Wednesday, September 17, 2014

i think he danced around the question of mass mobilization by talking about land ownership, but he didn't really answer it directly. there's some parallels in terms of segregation, but the better comparison in america's history is not to black slavery but to the genocide of it's indigenous population. nor is apartheid really the right comparison or description. it's genocide...

the direct answer is that the american economy relied on black labour, so civil disobedience produced a large amount of leverage in terms of it's ability to shut down the economy. israel does not have the same economic relationship with it's palestinian population. israel wants to be jewish from the bottom up, at all levels of their social hierarchy, and just be done with the palestinian "problem" altogether. so, israel would gleefully jump at the opportunity to replace striking arab israelis with ethnic jews.

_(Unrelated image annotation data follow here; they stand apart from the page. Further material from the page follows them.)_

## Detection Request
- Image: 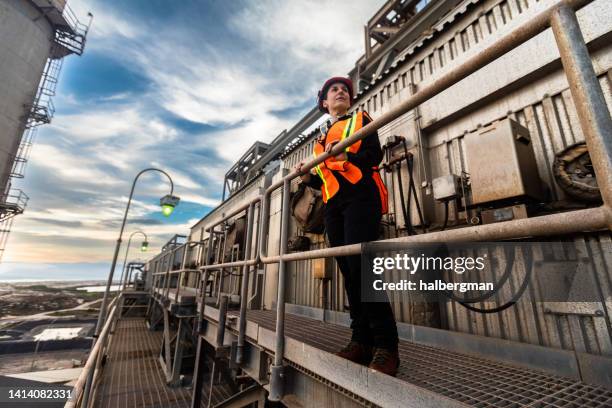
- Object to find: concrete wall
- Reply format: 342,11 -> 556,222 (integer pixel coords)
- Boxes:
171,0 -> 612,355
278,0 -> 612,355
0,0 -> 53,193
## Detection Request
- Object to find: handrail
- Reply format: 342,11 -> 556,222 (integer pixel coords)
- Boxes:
64,295 -> 121,408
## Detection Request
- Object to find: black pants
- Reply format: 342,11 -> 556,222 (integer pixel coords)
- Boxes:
325,196 -> 398,350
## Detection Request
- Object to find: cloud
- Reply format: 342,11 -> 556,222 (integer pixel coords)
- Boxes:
4,0 -> 384,268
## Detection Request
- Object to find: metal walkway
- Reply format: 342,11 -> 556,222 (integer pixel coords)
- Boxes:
94,317 -> 191,408
228,310 -> 612,407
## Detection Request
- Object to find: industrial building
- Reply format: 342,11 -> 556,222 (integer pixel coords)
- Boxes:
0,0 -> 91,260
68,0 -> 612,407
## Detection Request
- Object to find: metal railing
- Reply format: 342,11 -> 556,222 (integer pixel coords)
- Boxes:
64,294 -> 121,408
192,0 -> 612,401
0,188 -> 29,219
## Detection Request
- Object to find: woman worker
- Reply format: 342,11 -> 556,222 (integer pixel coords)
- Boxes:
296,77 -> 399,376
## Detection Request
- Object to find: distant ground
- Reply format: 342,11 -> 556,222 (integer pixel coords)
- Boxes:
0,281 -> 109,321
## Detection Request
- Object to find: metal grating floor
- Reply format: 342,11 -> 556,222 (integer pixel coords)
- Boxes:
94,317 -> 191,408
244,310 -> 612,408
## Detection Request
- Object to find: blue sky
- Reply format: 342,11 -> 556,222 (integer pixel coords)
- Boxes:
0,0 -> 384,280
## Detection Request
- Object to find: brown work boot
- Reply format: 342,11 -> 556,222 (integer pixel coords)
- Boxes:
336,340 -> 372,365
369,348 -> 399,377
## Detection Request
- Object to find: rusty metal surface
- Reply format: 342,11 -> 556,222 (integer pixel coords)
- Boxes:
247,310 -> 612,407
94,318 -> 191,408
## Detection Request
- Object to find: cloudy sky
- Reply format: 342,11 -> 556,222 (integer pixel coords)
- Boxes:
0,0 -> 384,280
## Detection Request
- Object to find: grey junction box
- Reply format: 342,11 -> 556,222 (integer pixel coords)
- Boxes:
464,119 -> 542,204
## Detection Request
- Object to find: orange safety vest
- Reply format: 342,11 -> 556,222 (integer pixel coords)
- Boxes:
313,112 -> 388,214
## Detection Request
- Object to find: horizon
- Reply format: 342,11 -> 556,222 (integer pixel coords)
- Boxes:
0,0 -> 384,280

i think the best thing to learn from looking at the two systems is how incomparable they are, and the analysis ought to be rooted in not applying methods that made sense in america but do not make sense in the middle east.

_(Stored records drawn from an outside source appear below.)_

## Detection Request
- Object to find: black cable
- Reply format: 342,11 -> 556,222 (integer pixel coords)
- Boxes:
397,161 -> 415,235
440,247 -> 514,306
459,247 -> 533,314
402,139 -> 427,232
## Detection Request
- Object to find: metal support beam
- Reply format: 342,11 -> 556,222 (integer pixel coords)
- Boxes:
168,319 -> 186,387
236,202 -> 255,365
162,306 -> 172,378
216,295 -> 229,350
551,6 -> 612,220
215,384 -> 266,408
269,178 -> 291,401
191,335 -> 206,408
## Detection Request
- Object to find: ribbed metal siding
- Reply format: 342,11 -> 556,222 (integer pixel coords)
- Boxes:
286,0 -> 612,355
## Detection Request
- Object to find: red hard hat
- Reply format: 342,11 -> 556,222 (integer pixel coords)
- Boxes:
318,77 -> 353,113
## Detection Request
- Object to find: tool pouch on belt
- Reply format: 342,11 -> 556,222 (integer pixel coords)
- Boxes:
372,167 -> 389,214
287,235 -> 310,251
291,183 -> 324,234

in fact, america has been trying very hard recently to create the kind of apartheid state that activists pretend exists by proposing the construction of palestinian factories to produce goods for the israeli market. the logic is it will cut down on unemployment, get the economy running and reduce poverty. it's a bad answer, but it's a bad situation. the israelis have consistently rejected these proposals. they don't want the palestinians to be economically subservient to them, they simply want them to cease to exist.